Is it true, will music really make me smarter?


You may have heard someone say that classical music makes you smarter and mainstream pop makes you stupid. But is it really true? And how many people genuinely believe that? In my survey, I posed the question: Do you think any genre will make you smarter, and why (or why not) do you think that/those genres will make you smarter?

These are the genres that the survey answerers think make you smarter. Is this really the case though? Read on...
These are the genres that the survey answerers think make you smarter. Is this really the case though? Read on…

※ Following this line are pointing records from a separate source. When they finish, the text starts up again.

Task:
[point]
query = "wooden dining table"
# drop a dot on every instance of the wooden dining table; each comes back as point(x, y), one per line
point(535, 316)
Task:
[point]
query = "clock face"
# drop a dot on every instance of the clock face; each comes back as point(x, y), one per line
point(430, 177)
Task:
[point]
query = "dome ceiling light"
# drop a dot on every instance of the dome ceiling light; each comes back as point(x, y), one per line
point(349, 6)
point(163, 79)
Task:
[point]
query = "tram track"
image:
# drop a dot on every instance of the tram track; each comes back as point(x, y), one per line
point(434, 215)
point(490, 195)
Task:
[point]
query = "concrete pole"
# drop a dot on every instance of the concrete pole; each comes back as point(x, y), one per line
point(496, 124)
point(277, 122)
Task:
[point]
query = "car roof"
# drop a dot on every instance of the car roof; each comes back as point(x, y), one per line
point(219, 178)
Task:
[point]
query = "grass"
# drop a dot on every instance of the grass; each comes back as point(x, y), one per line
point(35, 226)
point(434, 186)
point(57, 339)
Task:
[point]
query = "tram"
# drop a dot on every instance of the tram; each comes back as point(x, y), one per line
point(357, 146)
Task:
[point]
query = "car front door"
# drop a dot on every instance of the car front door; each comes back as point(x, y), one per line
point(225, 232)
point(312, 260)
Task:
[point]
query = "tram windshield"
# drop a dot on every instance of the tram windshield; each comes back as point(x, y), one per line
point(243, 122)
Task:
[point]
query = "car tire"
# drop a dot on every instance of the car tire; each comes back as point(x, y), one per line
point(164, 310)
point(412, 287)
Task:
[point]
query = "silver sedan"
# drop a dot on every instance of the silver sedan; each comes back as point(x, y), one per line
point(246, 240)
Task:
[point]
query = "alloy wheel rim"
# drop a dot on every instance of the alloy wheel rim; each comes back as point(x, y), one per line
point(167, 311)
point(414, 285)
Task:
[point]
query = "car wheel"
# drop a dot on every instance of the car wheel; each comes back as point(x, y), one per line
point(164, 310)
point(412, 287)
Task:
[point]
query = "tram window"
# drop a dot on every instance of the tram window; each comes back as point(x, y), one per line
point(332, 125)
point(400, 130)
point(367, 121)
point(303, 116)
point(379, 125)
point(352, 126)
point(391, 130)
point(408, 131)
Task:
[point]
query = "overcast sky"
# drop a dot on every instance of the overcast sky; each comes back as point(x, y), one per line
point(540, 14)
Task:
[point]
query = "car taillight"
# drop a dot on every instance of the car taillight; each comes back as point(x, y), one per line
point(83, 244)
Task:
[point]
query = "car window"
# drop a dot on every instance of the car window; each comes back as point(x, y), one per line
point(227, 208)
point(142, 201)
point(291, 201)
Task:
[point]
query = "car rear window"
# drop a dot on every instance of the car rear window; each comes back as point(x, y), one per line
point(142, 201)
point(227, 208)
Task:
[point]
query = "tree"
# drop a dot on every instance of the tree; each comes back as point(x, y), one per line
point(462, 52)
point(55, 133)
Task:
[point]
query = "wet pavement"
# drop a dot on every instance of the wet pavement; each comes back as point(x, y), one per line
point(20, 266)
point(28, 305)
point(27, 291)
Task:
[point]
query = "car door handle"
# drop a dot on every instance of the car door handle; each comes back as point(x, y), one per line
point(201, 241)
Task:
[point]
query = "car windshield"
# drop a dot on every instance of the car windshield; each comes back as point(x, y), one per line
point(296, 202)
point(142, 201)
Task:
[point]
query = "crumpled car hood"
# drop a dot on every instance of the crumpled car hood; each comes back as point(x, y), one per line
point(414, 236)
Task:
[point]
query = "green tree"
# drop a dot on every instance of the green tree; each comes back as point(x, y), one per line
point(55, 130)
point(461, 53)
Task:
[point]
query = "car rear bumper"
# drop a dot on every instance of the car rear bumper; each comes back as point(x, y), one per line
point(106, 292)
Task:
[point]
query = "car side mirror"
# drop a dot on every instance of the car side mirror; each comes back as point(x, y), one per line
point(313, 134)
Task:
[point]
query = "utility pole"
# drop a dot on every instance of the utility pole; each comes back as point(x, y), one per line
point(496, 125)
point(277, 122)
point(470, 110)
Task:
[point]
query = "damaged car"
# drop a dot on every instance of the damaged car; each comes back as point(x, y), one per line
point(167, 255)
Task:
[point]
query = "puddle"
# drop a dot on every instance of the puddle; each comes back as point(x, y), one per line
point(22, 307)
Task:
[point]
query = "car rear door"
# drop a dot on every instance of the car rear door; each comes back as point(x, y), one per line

As you can see from the diagram above, about half of the people who took the survey thought that music could make you smarter. Classical music received the majority of the votes by far, and many people thought jazz could make you smarter. The respondents weren’t very clear about why they thought jazz made people smarter,but the main reason respondents thought that classical music made people smarter was because they had vaguely heard of some research that had shown this. This belief is not without proof. There was in fact research done that led to the phenomenon known as the Mozart effect.

The Mozart effect

A few years ago, a study released showed that  listening to Mozart  improved spatial reasoning (the ability to visualize something). In the study, takers had to listen to Mozart music, relaxation music, and silence for 10 minutes and take a spacial reasoning test after each listening. People generally scored higher on the test after listening to Mozart’s music than the other options. Mozart’s ability to improve spacial reasoning has been referred to as the Mozart effect, and it has been taken that to mean that listening to music, especially classical music, makes you smarter. However, the effects from listening to Mozart disappeared after 10-15 minutes, so from that study you can deduce that just listening to Mozart once isn’t going to make you more intelligent, but it may help you visualize things shortly after listening to it. There were additional studies regarding the Mozart effect involving epilepsi and long-term music studying. If you’re interested, read the study. Otherwise try the Mozart effect yourself, see if it helps:

First try this online spacial reasoning test. Make sure to take note of your score and time. Then listen to the music below, and try the test again, noting your score and time, and compare the results. Was there a difference?:

In a later study, it was shown that a story could work just as well as Mozart. Later on the researchers found that listening to pop music worked just as well as Mozart for improving spacial reasoning. In fact, the children in the study performed better in the spacial reasoning test after they heard the pop music than after they heard Mozart. (Ball 250-251)

study from 1999 suggested that music improves math skills, because children in a primary school in Los Angeles who learned how to read notes and play the piano improved their maths skills. According to another study, this one in 2003 in Hong Kong , children given musical training have better verbal memory. All these studies point towards what the survey answerers said: Music can help make you smarter in some ways, but you have to do more than listen to Mozart once to become an all-round genius.